How it was damaging to me is obvious, because living a lie of this magnitude is extremely taxing on an individual. Hiding something so fundamental as ones gender identity bleeds into nearly every aspect of one’s life, every relationship, every interaction. But I now feel it was damaging to my community as well because by my not being willing or able to discuss things like this I helped perpetuate the myth that it (and other perfectly normal human identities and conditions) doesn’t exist. I helped perpetuate the poisonous philosophy that ignoring these types of issues is in the best interest of all – as if ignoring it somehow makes it go away, or might make it more likely that someone could be saved. What silliness.
Now I realize that yes, some will judge. This is what human beings do. But I can no longer live a fraudulent life simply to prop up the arbitrary and binary ideals of others. To make it easy for those around me to pretend like transgender people don’t exist, or to make it possible for others like me out there to feel like burying their true selves deep inside is the only option, or the best thing to do for their spiritual and psychological selves, and their community.
Life, humanity is so much more diverse than this; so much more beautiful.

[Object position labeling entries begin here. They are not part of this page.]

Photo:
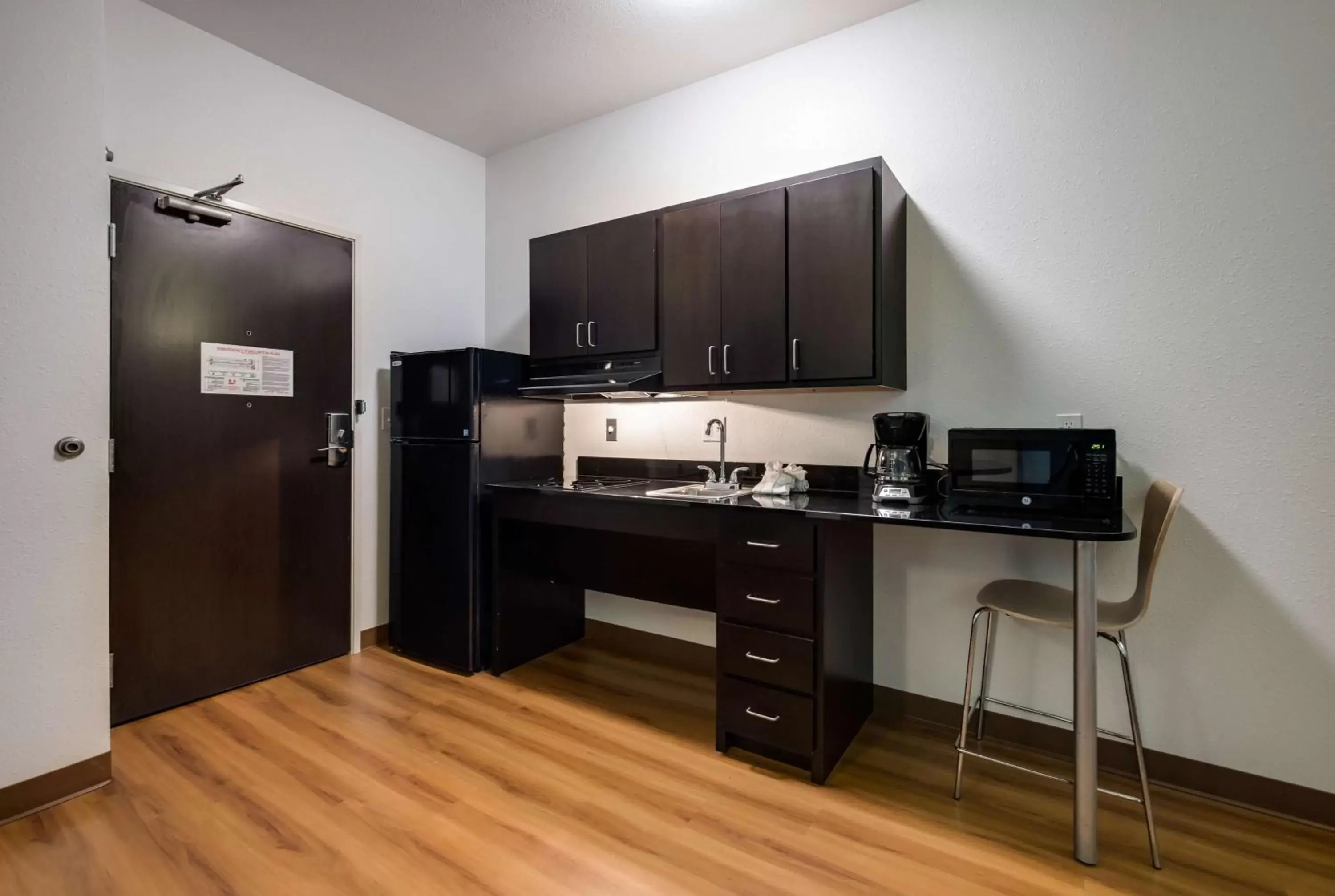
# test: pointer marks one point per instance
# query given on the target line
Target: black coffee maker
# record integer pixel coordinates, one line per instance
(899, 472)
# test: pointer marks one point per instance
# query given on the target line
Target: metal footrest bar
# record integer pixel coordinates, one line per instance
(1047, 715)
(1047, 775)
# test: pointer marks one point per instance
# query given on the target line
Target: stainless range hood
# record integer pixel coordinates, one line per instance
(607, 378)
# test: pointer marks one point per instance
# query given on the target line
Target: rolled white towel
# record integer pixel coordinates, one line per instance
(775, 480)
(799, 476)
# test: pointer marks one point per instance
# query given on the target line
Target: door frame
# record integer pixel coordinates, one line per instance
(293, 221)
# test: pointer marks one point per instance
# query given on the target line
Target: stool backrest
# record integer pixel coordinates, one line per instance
(1161, 505)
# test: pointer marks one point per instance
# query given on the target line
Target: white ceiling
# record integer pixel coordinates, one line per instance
(492, 74)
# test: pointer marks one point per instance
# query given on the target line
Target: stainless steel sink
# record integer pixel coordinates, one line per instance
(699, 493)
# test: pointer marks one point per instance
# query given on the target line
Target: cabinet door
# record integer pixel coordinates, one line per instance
(558, 295)
(692, 347)
(831, 293)
(755, 289)
(623, 309)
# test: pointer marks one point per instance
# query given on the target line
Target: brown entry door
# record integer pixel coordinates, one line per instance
(230, 532)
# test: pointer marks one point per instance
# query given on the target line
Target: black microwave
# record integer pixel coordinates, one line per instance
(1070, 473)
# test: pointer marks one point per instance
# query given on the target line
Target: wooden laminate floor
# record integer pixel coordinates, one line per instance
(587, 772)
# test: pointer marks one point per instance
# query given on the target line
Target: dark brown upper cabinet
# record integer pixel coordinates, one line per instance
(724, 293)
(753, 286)
(692, 341)
(831, 277)
(592, 290)
(623, 309)
(796, 283)
(558, 295)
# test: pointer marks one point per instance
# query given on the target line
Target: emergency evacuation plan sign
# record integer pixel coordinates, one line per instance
(245, 370)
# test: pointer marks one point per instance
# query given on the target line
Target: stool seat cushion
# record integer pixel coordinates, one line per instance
(1050, 604)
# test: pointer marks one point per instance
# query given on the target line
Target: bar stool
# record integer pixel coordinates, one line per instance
(1052, 605)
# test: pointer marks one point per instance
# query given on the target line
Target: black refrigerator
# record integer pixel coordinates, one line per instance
(458, 424)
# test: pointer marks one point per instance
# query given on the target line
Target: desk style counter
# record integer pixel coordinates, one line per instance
(789, 580)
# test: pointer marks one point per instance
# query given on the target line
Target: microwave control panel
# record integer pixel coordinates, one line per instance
(1100, 469)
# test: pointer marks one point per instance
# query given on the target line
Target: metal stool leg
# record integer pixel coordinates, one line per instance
(1141, 752)
(990, 636)
(964, 714)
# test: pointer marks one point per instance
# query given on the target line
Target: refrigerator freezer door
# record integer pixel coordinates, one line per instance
(434, 615)
(436, 396)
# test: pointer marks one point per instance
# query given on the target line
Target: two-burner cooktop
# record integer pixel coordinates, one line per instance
(593, 484)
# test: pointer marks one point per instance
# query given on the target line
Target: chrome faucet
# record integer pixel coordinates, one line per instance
(723, 448)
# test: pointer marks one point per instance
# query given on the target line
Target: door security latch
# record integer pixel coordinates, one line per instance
(338, 430)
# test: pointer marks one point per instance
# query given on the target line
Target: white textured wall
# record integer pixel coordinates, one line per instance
(1125, 210)
(189, 109)
(54, 350)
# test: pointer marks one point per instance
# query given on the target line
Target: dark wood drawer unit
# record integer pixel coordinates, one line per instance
(769, 599)
(765, 715)
(793, 600)
(769, 540)
(768, 658)
(795, 615)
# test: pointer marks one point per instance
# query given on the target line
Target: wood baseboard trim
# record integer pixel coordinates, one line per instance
(38, 794)
(1166, 770)
(377, 638)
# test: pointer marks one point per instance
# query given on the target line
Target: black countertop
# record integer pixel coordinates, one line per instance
(851, 505)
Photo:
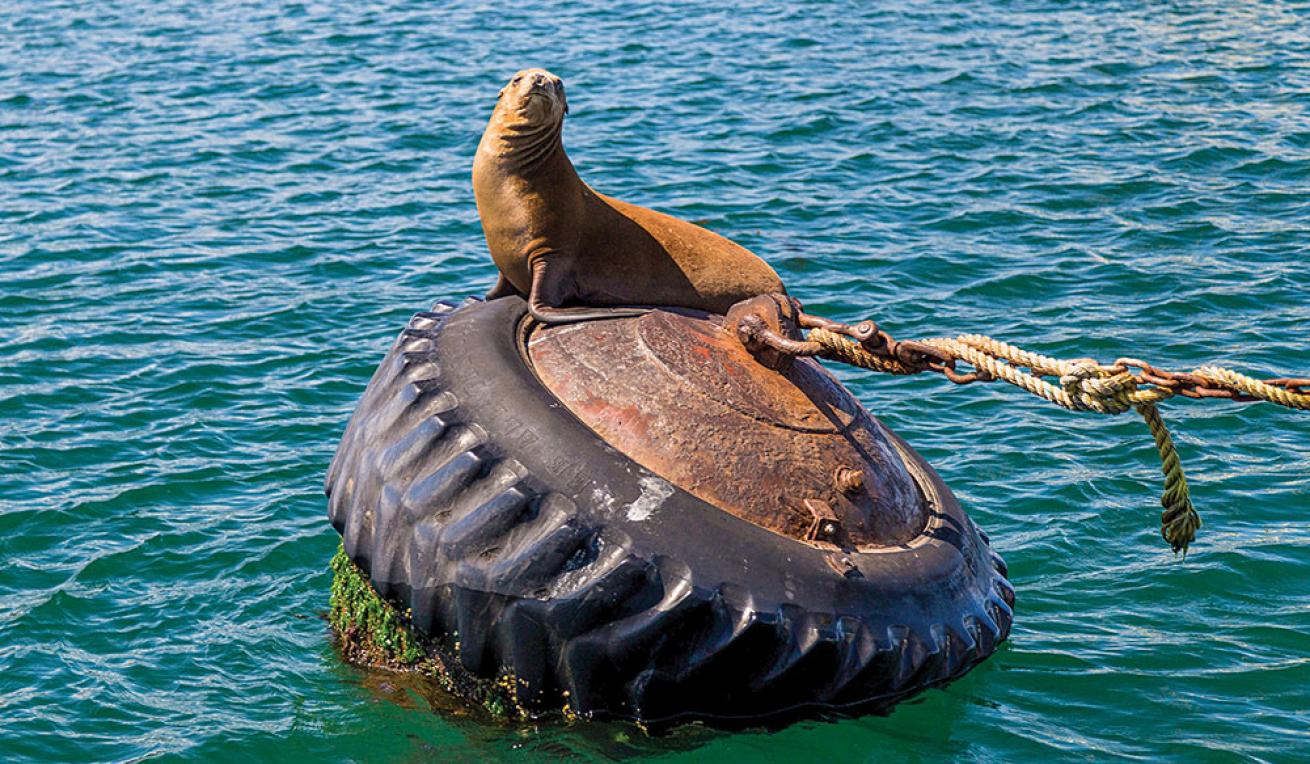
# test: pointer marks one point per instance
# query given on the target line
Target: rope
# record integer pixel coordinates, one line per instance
(1085, 385)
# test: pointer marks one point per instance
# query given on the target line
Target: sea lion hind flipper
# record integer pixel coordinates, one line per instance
(549, 292)
(502, 288)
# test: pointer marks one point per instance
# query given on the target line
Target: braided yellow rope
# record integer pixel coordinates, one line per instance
(1085, 385)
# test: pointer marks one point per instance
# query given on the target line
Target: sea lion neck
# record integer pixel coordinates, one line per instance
(522, 144)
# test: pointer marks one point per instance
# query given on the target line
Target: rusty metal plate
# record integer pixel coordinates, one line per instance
(789, 451)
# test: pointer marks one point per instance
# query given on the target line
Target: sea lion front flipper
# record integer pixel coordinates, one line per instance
(549, 291)
(502, 288)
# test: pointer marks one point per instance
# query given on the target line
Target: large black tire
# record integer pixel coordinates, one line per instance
(531, 548)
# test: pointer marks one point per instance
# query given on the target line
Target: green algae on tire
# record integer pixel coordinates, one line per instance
(375, 633)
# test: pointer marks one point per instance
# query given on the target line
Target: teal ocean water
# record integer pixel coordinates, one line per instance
(215, 218)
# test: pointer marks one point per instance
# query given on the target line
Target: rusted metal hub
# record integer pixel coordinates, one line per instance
(789, 450)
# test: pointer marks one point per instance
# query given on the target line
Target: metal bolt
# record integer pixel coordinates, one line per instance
(848, 480)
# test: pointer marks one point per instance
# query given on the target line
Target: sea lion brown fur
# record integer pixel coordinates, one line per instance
(578, 254)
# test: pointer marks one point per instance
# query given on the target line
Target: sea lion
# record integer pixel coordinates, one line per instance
(578, 254)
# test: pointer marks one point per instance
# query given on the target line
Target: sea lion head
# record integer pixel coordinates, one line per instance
(532, 100)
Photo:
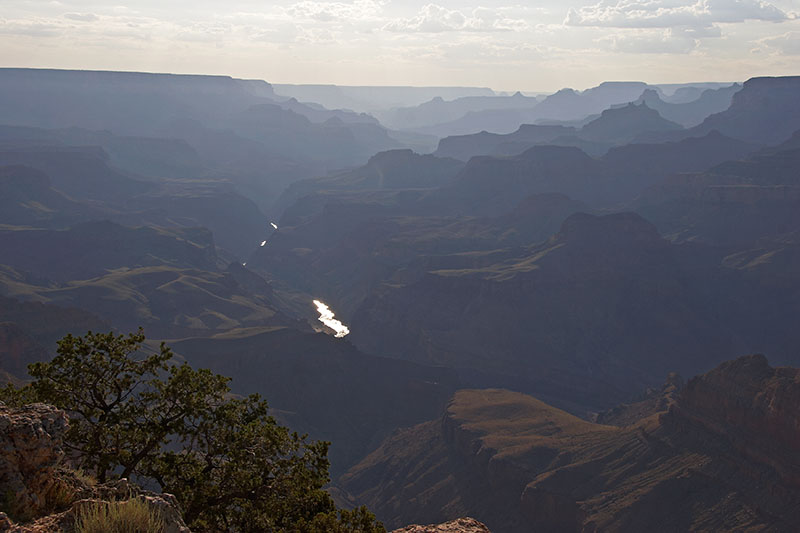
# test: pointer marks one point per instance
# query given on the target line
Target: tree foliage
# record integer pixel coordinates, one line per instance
(229, 463)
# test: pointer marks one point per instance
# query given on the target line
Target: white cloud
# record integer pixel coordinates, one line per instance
(787, 43)
(670, 13)
(657, 41)
(82, 17)
(335, 11)
(434, 18)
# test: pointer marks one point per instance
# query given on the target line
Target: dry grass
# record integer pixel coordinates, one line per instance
(132, 516)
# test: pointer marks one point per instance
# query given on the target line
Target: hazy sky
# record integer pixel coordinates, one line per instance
(543, 45)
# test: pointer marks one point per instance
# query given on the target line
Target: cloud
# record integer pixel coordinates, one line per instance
(433, 18)
(658, 41)
(787, 43)
(335, 11)
(82, 17)
(671, 13)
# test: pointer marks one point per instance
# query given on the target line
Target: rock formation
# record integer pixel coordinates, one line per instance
(721, 458)
(462, 525)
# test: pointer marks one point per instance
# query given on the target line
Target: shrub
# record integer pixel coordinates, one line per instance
(131, 516)
(231, 466)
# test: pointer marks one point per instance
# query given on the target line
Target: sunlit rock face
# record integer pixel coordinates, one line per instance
(327, 317)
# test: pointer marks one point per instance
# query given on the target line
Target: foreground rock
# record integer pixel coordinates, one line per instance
(722, 456)
(462, 525)
(31, 448)
(44, 496)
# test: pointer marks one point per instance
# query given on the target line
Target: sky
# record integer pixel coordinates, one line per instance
(534, 46)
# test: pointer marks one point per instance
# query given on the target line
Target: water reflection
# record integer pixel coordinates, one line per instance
(326, 316)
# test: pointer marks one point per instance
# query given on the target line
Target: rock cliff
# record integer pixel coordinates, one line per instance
(721, 457)
(462, 525)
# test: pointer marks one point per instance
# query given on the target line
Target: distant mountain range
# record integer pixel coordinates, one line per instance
(593, 244)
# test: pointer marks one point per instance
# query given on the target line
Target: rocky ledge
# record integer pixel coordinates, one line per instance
(462, 525)
(42, 495)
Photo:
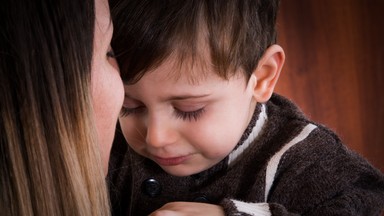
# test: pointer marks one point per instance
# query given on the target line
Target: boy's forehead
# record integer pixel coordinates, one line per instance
(191, 69)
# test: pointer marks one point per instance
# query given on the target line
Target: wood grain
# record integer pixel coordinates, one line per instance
(334, 68)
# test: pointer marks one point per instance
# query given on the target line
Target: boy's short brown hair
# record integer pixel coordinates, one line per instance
(237, 32)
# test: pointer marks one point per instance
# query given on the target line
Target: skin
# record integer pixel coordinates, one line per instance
(107, 86)
(187, 124)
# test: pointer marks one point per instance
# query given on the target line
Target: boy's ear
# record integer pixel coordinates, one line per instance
(267, 73)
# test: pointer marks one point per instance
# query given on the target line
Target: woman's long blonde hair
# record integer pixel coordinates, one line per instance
(49, 156)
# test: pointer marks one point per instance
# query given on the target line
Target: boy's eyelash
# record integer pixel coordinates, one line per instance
(110, 54)
(193, 115)
(185, 116)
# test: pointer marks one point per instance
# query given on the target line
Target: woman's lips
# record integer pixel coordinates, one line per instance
(173, 161)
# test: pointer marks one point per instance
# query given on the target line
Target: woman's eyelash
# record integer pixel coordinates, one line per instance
(193, 115)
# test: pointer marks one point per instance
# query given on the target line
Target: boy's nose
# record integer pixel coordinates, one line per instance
(160, 133)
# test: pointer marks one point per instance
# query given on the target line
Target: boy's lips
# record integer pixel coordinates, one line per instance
(171, 161)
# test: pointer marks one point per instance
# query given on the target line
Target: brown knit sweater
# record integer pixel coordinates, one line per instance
(283, 165)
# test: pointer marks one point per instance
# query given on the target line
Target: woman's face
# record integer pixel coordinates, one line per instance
(107, 86)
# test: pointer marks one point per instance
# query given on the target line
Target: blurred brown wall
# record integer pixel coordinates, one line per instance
(335, 67)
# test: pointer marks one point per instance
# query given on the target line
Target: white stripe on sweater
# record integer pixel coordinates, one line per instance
(259, 209)
(252, 136)
(274, 161)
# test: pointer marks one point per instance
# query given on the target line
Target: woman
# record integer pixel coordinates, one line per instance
(58, 110)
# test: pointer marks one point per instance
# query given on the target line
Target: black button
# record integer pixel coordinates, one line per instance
(202, 199)
(151, 187)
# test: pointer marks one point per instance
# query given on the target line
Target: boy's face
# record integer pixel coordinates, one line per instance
(186, 127)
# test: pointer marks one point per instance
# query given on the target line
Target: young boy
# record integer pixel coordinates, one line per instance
(206, 133)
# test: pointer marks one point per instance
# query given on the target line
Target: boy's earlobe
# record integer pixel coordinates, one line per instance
(267, 73)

As I slowly grow the circle of people who know me for who I am, my fears about human judgement are coming under control. I am realizing that everywhere I turn there are people who carry with them a spirit of love and compassion that originates beyond themselves – and they engage and accept me as I am, without judgement. I’m also surprised at the diversity of places this comes from because it’s not only from non-religious people, but also from people who identify as politically and religiously conservative.
Having a small group of individuals around me who can see past the outside, and love me for who I am inside gives me the courage to face those for whom this may be too much.